Did I say “gap”? The more you look at it you see a great yawning chasm with nothing to link the dates before “the event” and after.
“The Event” of which I speak can be any extended leave of absence that you feel uncomfortable in explaining and of which you would prefer, if you were less ethical, to fudge with a made-up job or a reference to the delightfully vague: Working Holiday. (An idea you dismiss reluctantly knowing that you’ll be found out one way or another).
There are many reasons for an extended absence from the world of work and frankly most of these reasons are for a pretty noble cause of which you should be justifiably proud: the birth and rearing of young children or the care of elderly or infirm parents (being just a couple).
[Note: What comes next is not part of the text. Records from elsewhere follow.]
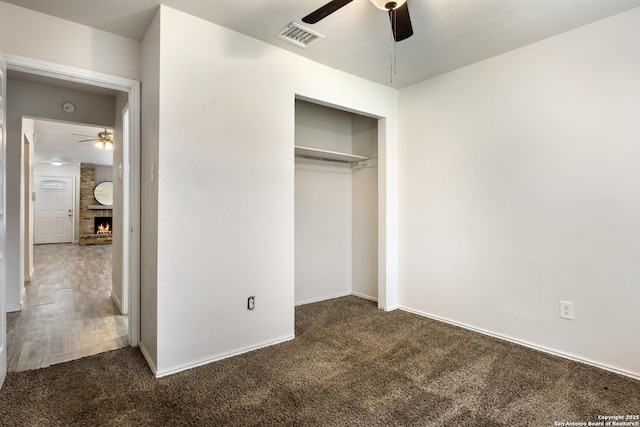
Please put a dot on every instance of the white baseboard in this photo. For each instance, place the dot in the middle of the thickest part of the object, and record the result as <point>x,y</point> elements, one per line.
<point>324,298</point>
<point>523,343</point>
<point>148,358</point>
<point>363,296</point>
<point>117,301</point>
<point>220,357</point>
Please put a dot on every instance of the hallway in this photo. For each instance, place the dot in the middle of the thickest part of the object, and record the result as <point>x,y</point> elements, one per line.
<point>67,311</point>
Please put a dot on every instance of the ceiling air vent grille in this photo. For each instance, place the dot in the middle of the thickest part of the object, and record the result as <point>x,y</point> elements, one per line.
<point>298,35</point>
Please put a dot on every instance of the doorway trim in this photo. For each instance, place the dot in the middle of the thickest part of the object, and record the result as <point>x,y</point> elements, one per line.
<point>130,263</point>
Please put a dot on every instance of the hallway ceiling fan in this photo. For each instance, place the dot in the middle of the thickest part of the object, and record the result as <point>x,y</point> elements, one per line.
<point>398,15</point>
<point>103,141</point>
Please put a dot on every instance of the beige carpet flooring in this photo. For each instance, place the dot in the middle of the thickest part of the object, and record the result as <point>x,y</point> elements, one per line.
<point>349,365</point>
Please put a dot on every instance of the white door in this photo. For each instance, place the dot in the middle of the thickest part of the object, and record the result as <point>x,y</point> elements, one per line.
<point>53,210</point>
<point>3,222</point>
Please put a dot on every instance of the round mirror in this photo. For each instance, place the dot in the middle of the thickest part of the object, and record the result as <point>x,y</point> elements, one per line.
<point>104,193</point>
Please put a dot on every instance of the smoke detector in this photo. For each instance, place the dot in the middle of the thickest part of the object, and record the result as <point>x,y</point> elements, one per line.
<point>298,35</point>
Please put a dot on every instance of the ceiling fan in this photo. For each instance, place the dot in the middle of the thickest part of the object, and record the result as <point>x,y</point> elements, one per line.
<point>398,15</point>
<point>103,141</point>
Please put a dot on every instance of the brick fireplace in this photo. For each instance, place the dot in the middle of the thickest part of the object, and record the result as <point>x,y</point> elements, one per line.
<point>90,176</point>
So how do you explain “The Event” so that your resume isn’t filled with soppy personal information, nor does it look like you’ve been a couch potato staring at Days of Our Lives every day losing your entire skill base while Stefano DiMera single-handedly destroys Salem?
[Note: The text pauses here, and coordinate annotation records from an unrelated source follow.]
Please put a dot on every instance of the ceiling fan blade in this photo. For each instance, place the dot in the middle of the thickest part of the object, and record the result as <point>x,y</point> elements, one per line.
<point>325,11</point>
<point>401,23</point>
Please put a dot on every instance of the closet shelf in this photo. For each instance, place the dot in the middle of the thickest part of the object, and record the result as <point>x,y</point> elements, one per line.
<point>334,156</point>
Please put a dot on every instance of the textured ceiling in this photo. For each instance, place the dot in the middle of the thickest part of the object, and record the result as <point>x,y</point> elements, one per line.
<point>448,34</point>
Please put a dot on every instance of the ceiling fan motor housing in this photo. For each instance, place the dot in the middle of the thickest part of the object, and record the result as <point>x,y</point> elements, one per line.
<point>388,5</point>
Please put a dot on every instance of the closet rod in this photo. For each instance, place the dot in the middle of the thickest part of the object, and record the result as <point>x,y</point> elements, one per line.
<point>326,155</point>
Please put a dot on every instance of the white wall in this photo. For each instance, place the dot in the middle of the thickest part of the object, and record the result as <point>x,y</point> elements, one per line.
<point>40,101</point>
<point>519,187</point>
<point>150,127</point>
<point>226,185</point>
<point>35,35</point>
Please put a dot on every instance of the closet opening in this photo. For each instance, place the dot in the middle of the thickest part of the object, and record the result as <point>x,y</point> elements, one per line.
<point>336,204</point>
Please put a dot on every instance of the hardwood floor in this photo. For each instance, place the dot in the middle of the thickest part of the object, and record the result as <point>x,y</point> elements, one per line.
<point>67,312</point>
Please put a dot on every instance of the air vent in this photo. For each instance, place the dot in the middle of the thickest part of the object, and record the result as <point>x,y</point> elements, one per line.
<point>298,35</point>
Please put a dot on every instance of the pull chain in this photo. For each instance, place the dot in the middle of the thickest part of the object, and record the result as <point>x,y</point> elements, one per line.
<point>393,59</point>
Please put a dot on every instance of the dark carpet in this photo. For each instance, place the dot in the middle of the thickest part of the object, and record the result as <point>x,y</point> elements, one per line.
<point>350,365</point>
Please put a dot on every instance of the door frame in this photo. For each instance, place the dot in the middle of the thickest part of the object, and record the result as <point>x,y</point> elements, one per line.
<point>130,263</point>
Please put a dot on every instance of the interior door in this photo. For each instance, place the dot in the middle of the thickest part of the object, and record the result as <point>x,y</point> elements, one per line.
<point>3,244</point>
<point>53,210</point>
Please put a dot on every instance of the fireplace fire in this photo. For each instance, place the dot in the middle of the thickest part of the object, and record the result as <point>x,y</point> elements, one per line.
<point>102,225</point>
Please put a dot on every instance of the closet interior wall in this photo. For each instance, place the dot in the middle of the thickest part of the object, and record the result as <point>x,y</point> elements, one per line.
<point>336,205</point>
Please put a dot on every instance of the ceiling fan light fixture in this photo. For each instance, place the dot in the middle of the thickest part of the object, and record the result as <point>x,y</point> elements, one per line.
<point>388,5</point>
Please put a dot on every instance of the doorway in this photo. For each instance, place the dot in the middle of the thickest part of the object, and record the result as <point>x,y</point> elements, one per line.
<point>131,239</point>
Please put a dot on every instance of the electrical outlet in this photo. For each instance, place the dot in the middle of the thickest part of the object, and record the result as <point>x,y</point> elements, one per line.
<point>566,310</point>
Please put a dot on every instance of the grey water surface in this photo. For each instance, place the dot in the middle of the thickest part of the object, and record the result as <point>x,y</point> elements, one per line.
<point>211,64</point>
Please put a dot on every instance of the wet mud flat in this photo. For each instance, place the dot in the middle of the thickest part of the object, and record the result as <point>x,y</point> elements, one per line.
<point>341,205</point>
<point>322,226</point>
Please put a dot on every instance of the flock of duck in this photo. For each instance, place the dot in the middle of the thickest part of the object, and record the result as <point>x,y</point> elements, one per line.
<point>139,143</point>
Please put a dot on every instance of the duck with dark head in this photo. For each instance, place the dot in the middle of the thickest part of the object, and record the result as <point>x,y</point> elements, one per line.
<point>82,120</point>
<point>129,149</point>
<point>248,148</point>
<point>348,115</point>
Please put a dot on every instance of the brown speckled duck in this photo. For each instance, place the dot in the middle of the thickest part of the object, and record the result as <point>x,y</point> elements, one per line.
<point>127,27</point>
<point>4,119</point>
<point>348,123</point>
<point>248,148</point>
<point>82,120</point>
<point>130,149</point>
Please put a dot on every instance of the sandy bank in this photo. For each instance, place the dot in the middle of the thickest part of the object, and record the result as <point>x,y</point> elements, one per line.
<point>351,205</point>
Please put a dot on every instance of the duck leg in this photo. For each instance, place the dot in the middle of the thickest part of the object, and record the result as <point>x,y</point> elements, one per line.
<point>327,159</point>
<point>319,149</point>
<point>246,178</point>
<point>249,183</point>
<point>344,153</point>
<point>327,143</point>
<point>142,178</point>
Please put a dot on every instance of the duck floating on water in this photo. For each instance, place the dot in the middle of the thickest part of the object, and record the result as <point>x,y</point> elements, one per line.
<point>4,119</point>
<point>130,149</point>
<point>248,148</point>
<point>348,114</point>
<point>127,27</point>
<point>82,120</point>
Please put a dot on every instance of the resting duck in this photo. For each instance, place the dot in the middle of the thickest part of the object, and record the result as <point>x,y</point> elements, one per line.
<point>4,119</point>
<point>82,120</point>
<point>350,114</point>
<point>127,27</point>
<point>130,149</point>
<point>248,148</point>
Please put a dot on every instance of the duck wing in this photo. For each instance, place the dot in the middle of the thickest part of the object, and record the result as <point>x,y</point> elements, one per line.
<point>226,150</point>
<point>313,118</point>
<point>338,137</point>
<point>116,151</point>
For stay-at-home mums and dads, there are a lot of opportunities to position your skills through your involvement in committees, parent/teacher associations, new mother’s groups, event planning, charity fundraising and the like.
What to do:
First, change the experience section heading of your resume from “Career Summary” or “Professional Experience” and instead call it: Experience, Initiatives and Results.
On top of the last job you held to cover the gap, place a heading (like a company name) that provides an overview of the type of job you are going to describe:
Here are two ideas:
Type your dates to cover the date of your absence from the workforce. For example, 2005 to Present
Next comes your position title. Consider terms such as: Fundraiser, Club Treasurer, Teacher’s Assistant, or Event Planner.
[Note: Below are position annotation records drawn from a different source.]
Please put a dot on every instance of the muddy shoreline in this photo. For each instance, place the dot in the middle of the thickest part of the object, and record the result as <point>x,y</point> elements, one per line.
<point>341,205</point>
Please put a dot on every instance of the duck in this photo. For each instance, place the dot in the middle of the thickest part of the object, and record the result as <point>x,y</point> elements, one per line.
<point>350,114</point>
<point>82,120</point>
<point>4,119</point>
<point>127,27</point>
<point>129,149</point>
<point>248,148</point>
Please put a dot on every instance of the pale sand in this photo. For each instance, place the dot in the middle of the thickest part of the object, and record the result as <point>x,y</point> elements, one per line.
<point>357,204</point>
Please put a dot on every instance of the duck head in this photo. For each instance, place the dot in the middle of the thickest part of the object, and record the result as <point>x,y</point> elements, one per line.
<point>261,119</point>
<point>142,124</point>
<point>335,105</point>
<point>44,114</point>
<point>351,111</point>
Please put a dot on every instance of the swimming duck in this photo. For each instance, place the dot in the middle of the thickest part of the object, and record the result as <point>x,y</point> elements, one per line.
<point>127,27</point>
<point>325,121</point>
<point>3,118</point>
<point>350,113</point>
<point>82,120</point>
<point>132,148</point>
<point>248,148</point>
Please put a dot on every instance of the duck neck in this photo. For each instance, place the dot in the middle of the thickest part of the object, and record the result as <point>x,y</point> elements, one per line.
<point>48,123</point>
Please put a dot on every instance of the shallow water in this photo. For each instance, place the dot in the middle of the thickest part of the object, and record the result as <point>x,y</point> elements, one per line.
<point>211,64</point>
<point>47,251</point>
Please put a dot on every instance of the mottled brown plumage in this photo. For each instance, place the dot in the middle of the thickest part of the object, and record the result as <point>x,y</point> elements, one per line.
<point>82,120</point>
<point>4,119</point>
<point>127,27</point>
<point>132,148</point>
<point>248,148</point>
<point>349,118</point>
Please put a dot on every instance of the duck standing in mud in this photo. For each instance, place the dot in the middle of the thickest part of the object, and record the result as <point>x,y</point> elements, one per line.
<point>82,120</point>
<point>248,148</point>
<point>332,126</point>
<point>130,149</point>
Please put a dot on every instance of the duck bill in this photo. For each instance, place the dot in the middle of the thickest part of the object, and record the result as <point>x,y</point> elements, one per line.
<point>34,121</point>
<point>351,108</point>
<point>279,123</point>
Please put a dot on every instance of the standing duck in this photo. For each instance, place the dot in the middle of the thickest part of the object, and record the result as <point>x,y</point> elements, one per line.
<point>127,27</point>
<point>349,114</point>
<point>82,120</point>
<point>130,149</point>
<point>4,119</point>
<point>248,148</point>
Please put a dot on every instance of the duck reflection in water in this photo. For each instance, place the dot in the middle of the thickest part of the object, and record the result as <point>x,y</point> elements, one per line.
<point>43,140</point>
Then you could provide a brief description underneath the title:
- Joined fundraising club and volunteered to assume Events Planner role. Gained distinction for innovative ideas, powerful advertising on a shoestring budget and uniting a team of 20 volunteer fundraisers to scout and source locations for the best collection tin points. Four events held annually were considered an outstanding success raising $10,000 to purchase play equipment for the local school.
You could even place a few bullet points underneath that to highlight different skills such as financial management, team leadership and more.
This approach could also apply if you have been advocating for elderly or sick parents; frequently people acquire a lot of knowledge about government services, care centres, finances, pensions and healthcare—probably more than they ever wanted to know, but skills and knowledge are a gift, and not always a gift we can pick and choose. Many people find themselves wanting a change of career after such experiences, as they have found new skills by gaining exposure to a whole new world.
In times of sadness, being an executor of a family member’s Will provides you with a wealth of knowledge—from financial management, through disbursement of an estate, real-estate sales, government services, genealogy research and more. Again, these experiences can provide a very compelling case for the breadth and depth of your experience when positioned strategically and confidently on your resume.
It just needs thought. Everything we embark upon, in some way or another, provides us with knowledge.
How can you turn that knowledge around to build your case for employment?